Cara Selvaggia, ieri sera ero sul divano con mio marito a guardare La casa di carta (forse eravamo tra i pochi a non averla ancora vista). Eravamo stravolti, per tanto tempo non abbiamo guardato la tv. Abbiamo due bimbi piccoli e mio marito è un anestesista rianimatore, pertanto la pandemia ci ha tolto quella pochissima libertà che avevamo. Torniamo però al film. Eravamo alla puntata “post colpo”, dove l’ispettore si muove in un mercatino affollato tra la gente. Io e mio marito ci siamo guardati un secondo e abbiamo messo in pausa la tv. Sai qual’è stato il primo pensiero nel vedere quella scena? Ma perché sono tutti senza mascherina? Potrebbe sembrare una sciocchezza se non fosse che davvero solo ieri ho preso consapevolezza di quanto questo virus ci abbia stravolto la vita. Forse non a tutti. Sicuramente a molti. Eppure io, essendo accanto ad una persona che a marzo era all’inferno e che ora ci è tornato, sapevo bene che la guerra sarebbe stata lunga e dura, durissima. Quello che non immaginavo è che avrebbe stravolto la mia mente che ad oggi non riesce più ad immaginare una quotidianità libera. Questo virus ci ha tolto quanto di più prezioso esista al mondo dopo la salute: la libertà. Sicuramente l’ha tolta a chi vive responsabilmente questo dramma. Vivo a Milano e quello che vedo è un disperato bisogno di fare finta che vada tutto bene, ma nulla va bene.

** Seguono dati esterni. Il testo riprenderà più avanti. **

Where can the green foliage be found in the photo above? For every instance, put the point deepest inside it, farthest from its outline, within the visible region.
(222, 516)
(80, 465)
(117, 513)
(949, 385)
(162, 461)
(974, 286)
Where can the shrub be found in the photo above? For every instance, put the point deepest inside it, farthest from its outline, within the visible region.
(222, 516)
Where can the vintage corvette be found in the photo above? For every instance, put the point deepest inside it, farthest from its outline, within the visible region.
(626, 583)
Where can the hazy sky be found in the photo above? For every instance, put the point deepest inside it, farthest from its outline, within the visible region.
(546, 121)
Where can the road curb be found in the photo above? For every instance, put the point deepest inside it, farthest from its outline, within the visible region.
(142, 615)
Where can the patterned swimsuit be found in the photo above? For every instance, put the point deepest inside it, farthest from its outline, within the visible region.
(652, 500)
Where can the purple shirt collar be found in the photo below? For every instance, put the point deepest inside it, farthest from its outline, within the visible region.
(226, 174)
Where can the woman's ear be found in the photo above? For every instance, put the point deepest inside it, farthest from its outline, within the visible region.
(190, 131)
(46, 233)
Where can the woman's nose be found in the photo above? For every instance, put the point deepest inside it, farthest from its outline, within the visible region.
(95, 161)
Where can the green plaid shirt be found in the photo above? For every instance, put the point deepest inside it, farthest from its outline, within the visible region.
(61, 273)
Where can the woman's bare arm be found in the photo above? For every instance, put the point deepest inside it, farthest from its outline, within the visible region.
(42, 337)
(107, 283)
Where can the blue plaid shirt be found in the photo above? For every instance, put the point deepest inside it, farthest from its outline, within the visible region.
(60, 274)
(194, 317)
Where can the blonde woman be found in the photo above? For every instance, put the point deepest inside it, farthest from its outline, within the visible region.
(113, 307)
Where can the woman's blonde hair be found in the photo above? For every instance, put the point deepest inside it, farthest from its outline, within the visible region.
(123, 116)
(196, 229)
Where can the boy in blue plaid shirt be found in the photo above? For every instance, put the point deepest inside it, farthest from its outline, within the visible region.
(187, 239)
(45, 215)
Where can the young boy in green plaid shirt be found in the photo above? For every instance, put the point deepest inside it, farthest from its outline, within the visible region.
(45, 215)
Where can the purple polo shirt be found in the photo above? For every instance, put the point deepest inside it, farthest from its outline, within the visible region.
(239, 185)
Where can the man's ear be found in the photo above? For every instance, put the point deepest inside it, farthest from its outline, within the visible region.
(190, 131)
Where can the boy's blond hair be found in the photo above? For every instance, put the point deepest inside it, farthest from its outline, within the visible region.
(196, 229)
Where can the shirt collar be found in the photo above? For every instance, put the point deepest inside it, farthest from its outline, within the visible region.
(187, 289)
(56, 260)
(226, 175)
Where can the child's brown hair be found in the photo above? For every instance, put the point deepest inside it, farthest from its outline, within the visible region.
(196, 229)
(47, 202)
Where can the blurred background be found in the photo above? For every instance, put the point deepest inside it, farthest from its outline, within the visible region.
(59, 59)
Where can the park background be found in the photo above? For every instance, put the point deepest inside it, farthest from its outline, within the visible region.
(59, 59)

Continuano a snocciolare numeri e colori ogni giorno, ma nessuno parla dei medici allo stremo, costretti a turni massacranti per cercare di assistere quanti più pazienti possibili. Nessuno parla dello loro famiglie, dei loro bimbi, che continuano a chiedere perché il loro papà o mamma è sempre via e perché indossa la mascherina anche a casa. Nessuno dice che lo smart working è una giungla ingestibile, perché unisce vita privata e lavoro in un continuum sine die. E poi i bambini, cui è rimasta solo la scuola (per fortuna), ma al primo colpo di tosse devi tenerli a casa. E li devi gestire mentre lavori, senza aiuti per non mettere in pericolo nessuno e possibilmente isolarli dal resto della famiglia. Dal fratello o dalla sorella perchè possono contagiare altri bimbi. Dal papà (o dalla mamma) che non si può permettere di ammalarsi, perchè un medico in meno oggi fa la differenza. E questo è “solo” il piccolo dramma di una famiglia. Immaginiamo chi ha dovuto chiudere un’attività o ha perso il lavoro, e ora non sa come arrivare a fine mese. Insomma Milano non ce la fa. Vorrei urlarlo a chi ci governa che Milano non ce la fa. Credo però che serva a poco. Con affetto,

S.

 

A Milano urlano in parecchi da mesi, ma l’assessore alla sanità Gallera è probabilmente a fare jogging con le cuffiette alle orecchie.